Landschaftlich sind die hohen Berge mit ihren in den Himmel ragenden Spitzen sowie die vielen geschützten, schmalen Buchten und einsamen Strände charakteristisch für die Lofoten. Der höchste Berg auf der Inselgruppe ist der Higravstinden mit 1161 Metern. Auf den Lofoten lässt sich auch der bekannte Moskenstraumen finden. Dabei handelt es sich um einen Gezeitenstrom zwischen den Inseln Moskenesøy und Værøy. Der Strom ist vor allem für seine starken Wasserwirbel bekannt, die in zahlreichen Legenden, Büchern, Gemälden und Filmen – oft übertrieben – dargestellt werden.

Die Gewässer rund um die Lofoten-Inseln sind voller Leben. Unter anderem tummeln sich hier Seeigel, Otter und tausende von Wasservögeln. Auch das größte Tiefwasser-Korallenriff der Welt befindet sich auf den Lofoten.

Die Vesterålen

Nördlich und östlich der Lofoten liegt eine weitere Inselgruppe, die Vesterålen. Die Inseln der Vesterålen sind durch den engen Raftsund geografisch von den Lofoten getrennt. Die Vesterålen beginnen 300 Kilometer nördlich des Polarkreises und dehnen sich über 150 Kilometer weiter in den Norden aus. Obwohl die Vesterålen so weit nördlich liegen, ist das Klima gekennzeichnet durch milde Winter und nicht zu heiße Sommer. Der Grund für dieses angenehme Klima ist der Golfstrom. Im Dezember und Anfang Januar kann man hier die Polarnacht erleben. Vom 23. Mai bis zum 23. Juli scheint hingegen rund um die Uhr die Mitternachtssonne. Ähnlich wie die Lofoten sind auch die Vesterålen seit rund 6000 Jahren besiedelt und verdanken ihren wirtschaftlichen Aufschwung vor allem dem Fischfang und dem Fischhandel. Seit dem Ende des 19. Jahrhunderts trugen zudem die Schiffe der Hurtigruten dazu bei, die Region besser mit dem restlichen Norwegen zu verbinden und damit auch den Tourismus in der Region zu fördern. Heute wohnen in den fünf Kommunen der Inselgruppe verteilt rund 34 000 Menschen.

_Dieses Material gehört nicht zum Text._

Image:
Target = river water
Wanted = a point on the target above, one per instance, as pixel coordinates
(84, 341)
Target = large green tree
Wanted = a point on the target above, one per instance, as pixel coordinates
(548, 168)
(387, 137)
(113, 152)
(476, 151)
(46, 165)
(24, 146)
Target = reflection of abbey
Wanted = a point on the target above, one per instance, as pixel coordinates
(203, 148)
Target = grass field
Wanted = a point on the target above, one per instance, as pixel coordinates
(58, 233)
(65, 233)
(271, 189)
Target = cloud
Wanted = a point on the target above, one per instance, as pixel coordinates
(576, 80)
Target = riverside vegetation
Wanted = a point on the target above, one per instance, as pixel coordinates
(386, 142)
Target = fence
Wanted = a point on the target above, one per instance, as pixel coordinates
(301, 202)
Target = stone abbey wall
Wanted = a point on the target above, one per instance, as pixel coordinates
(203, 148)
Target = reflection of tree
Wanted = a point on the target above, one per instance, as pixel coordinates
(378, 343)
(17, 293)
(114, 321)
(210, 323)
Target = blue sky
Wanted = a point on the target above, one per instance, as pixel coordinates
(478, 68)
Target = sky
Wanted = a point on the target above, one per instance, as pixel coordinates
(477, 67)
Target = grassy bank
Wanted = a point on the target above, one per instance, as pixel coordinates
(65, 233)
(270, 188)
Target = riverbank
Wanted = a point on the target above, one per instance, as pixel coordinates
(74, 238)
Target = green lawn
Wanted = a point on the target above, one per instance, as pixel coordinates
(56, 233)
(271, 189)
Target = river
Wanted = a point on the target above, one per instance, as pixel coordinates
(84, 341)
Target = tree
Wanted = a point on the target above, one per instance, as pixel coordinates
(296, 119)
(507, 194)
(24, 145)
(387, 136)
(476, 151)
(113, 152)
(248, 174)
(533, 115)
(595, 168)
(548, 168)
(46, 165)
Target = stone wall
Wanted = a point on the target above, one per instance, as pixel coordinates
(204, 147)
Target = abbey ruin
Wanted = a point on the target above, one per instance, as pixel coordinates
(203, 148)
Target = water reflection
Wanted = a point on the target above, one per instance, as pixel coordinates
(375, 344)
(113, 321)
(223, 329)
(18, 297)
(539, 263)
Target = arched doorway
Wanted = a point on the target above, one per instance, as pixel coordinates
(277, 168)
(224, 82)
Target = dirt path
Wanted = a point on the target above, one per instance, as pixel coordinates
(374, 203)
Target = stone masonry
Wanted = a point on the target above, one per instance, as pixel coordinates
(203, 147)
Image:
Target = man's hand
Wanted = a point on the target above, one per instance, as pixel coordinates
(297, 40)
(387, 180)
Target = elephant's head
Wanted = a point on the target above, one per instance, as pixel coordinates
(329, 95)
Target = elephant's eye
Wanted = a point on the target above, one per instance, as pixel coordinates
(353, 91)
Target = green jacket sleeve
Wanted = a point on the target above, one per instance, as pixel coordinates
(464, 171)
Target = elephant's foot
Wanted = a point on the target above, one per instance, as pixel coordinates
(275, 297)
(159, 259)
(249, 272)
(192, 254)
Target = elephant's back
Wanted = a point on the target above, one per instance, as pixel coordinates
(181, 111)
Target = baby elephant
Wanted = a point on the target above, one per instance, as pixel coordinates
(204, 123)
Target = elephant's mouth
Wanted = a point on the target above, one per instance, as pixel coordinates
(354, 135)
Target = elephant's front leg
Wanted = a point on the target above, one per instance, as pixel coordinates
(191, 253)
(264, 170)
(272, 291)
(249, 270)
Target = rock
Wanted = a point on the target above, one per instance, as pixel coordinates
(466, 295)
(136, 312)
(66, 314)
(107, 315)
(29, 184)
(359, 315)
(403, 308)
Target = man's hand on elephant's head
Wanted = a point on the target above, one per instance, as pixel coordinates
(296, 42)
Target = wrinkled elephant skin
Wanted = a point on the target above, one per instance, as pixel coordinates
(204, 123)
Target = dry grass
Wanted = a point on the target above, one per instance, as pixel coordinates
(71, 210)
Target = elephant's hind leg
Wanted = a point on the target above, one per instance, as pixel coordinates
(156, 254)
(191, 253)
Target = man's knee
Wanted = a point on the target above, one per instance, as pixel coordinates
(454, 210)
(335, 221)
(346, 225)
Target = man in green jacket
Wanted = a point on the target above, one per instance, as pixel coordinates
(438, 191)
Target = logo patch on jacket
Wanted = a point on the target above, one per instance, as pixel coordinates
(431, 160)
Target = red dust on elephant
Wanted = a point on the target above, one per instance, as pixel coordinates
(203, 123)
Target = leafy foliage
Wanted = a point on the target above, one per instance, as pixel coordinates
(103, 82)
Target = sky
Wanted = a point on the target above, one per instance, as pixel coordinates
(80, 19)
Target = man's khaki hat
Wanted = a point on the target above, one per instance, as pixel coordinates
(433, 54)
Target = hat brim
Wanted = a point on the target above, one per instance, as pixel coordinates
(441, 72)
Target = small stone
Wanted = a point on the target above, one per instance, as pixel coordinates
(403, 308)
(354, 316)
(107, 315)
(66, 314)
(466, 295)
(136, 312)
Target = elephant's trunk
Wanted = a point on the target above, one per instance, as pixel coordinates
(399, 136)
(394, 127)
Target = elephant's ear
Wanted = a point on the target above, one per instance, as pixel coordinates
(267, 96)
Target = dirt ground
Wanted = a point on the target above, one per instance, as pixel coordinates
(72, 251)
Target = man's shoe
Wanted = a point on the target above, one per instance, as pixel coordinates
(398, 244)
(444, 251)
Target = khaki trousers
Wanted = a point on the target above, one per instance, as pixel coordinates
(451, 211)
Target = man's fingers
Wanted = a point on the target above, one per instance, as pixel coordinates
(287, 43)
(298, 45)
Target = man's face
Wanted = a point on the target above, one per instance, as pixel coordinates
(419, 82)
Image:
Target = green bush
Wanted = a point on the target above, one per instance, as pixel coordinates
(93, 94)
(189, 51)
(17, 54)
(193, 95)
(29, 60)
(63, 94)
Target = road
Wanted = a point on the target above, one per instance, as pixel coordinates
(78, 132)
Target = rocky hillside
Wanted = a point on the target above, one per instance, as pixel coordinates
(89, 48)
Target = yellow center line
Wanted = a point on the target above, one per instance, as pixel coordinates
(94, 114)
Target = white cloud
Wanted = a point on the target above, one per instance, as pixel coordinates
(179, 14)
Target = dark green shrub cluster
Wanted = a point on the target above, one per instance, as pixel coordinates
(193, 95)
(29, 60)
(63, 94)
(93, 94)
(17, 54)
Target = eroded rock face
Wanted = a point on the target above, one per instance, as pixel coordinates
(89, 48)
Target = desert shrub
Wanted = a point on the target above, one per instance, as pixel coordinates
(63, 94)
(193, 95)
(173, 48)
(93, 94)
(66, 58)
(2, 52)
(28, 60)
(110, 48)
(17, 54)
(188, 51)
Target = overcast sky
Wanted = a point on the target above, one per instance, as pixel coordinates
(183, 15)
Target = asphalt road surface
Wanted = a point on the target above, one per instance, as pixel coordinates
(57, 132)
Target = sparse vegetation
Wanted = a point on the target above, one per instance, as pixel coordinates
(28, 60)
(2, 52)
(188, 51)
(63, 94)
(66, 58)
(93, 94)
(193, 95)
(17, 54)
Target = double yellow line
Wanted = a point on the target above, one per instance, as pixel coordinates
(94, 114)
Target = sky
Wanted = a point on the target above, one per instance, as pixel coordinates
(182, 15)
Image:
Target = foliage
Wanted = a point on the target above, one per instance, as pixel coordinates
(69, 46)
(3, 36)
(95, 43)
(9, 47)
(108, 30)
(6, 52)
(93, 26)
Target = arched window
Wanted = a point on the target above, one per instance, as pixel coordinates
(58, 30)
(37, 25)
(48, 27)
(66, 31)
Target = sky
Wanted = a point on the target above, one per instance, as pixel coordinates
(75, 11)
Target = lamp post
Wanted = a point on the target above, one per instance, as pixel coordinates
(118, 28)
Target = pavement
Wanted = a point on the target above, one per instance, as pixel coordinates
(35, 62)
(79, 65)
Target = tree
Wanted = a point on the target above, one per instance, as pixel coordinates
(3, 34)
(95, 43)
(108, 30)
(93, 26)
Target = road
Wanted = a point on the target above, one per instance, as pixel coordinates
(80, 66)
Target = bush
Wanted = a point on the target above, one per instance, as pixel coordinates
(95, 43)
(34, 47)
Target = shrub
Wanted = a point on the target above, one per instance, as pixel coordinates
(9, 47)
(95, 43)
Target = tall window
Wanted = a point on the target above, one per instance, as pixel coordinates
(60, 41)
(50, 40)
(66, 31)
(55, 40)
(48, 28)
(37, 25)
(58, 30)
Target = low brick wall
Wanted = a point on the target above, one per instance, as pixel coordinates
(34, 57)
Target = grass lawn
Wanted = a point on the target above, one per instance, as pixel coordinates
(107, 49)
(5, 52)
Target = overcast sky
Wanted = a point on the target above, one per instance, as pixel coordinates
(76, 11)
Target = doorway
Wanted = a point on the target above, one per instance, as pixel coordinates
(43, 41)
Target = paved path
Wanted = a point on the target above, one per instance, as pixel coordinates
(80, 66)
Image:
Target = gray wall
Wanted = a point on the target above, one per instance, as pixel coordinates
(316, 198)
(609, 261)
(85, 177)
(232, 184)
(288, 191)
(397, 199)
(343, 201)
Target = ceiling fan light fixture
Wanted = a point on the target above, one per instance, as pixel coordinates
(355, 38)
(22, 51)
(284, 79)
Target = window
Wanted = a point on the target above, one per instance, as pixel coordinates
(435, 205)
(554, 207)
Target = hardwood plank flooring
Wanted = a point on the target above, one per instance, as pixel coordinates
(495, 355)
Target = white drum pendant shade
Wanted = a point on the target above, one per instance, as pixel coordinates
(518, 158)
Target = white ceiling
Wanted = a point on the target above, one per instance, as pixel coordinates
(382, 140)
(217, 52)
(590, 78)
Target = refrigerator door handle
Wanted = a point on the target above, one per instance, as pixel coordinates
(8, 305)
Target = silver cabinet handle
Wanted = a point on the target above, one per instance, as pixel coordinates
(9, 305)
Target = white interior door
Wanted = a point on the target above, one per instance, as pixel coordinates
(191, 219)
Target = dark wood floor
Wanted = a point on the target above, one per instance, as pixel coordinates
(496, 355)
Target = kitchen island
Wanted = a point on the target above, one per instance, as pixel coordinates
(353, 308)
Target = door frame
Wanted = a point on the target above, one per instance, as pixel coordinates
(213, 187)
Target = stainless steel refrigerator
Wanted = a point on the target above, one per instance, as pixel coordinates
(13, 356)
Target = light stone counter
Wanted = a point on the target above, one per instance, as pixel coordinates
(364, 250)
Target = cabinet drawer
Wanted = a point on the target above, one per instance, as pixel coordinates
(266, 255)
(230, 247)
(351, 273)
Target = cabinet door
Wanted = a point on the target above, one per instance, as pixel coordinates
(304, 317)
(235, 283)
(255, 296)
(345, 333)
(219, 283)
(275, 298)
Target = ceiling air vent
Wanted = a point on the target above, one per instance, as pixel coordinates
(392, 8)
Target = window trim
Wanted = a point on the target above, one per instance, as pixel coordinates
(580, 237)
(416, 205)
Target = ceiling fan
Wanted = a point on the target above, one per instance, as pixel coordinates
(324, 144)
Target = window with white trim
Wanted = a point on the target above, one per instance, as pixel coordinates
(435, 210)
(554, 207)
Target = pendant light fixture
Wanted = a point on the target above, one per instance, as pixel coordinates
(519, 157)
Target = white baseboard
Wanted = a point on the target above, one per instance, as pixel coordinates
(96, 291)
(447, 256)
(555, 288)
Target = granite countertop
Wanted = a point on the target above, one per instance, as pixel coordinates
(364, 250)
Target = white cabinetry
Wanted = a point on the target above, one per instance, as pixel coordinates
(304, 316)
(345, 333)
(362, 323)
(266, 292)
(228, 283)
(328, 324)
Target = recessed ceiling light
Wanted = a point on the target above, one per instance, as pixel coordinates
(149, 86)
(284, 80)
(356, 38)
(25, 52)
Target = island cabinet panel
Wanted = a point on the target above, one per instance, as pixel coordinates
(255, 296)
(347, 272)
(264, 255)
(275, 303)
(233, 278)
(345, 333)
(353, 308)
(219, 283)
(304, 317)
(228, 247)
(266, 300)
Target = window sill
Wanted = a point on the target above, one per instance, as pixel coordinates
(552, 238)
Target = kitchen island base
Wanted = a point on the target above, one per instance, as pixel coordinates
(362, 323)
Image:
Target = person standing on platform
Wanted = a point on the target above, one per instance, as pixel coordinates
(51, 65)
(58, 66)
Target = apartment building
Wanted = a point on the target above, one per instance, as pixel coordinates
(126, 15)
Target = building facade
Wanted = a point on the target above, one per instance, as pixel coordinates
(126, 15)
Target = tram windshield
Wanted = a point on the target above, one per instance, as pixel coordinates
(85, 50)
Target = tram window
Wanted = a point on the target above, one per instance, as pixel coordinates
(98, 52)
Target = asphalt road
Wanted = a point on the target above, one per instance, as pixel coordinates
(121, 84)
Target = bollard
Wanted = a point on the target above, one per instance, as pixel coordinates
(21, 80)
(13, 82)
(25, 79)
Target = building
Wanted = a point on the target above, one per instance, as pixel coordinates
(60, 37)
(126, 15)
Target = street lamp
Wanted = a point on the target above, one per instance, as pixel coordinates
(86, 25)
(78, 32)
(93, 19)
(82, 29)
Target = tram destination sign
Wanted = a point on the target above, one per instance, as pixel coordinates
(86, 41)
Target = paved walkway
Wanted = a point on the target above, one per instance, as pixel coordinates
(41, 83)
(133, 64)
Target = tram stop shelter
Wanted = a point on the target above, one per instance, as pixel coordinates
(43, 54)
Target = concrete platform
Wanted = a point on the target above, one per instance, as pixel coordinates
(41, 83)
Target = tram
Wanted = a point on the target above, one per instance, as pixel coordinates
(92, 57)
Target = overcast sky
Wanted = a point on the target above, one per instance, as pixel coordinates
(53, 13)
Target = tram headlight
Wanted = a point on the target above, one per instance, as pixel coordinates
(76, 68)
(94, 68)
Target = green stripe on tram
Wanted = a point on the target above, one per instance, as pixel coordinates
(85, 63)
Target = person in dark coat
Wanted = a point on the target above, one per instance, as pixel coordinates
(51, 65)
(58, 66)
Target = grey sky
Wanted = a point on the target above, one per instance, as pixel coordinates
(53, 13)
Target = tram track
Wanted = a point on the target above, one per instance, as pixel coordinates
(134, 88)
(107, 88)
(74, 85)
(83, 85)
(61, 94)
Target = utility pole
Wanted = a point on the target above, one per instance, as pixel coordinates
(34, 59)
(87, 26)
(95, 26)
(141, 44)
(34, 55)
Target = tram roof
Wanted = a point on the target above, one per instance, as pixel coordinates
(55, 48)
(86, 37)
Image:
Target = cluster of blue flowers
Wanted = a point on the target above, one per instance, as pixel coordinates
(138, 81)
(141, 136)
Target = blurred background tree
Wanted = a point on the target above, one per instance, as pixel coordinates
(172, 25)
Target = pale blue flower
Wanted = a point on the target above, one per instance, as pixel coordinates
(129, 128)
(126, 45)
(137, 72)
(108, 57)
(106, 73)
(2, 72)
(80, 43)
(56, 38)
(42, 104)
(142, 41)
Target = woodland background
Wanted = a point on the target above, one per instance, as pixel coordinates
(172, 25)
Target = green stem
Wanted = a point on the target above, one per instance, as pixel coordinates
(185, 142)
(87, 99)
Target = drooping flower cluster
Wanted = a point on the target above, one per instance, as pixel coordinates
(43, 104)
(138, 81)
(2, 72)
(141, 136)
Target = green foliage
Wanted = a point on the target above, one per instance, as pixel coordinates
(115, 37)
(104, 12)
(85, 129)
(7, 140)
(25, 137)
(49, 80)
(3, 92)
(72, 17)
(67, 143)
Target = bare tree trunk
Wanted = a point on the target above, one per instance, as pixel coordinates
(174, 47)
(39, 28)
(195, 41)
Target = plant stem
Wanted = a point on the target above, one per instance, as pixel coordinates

Für Geologen sind die Inseln der Vesterålen eine wahre Fundgrube. So wurde in der Ortschaft Bø das älteste Gestein der Welt gefunden. Nach Ansicht der Forscher entstand es vor unvorstellbaren 2700 Millionen Jahren durch vulkanische Aktivität. In Bø steht zudem auch eine interessante Skulptur, die eine dem Meer zugewandte Person darstellt; sie ist als eine Huldigung an das Meer zu verstehen, das die Menschen der Region seit Jahrtausenden ernährt.

Landschaftlich bietet die Inselgruppe eine riesige Palette. Neben schroffen Felsenformationen (der höchste Berg Møysalen ist 1262 Meter hoch), die direkt aus dem Meer aufsteigen, finden sich einsame, malerische Strände und Seen, Moore, einsame Gebirgstäler und kleine Hochebenen. Diese breite Vielfalt findet sich auch in der Tier- und Pflanzenwelt der Vesterålen wieder. Aufgrund des speziellen Klimas kann man hier sowohl arktische Pflanzen als auch eher im Süden beheimatete Pflanzen dicht beieinander finden. In den Wäldern der Inseln stehen Birken, Fichten, Erlen und Eschen. Die Inselgruppe ist zudem bekannt für große Zahl an Vogelarten, die hier beheimatet sind. Besonders hervorzuheben sind Seeadler, Papageientaucher, Tordalken, Trottellummen, Krähenscharben, Reiher und Schwäne, um nur einige zu nennen.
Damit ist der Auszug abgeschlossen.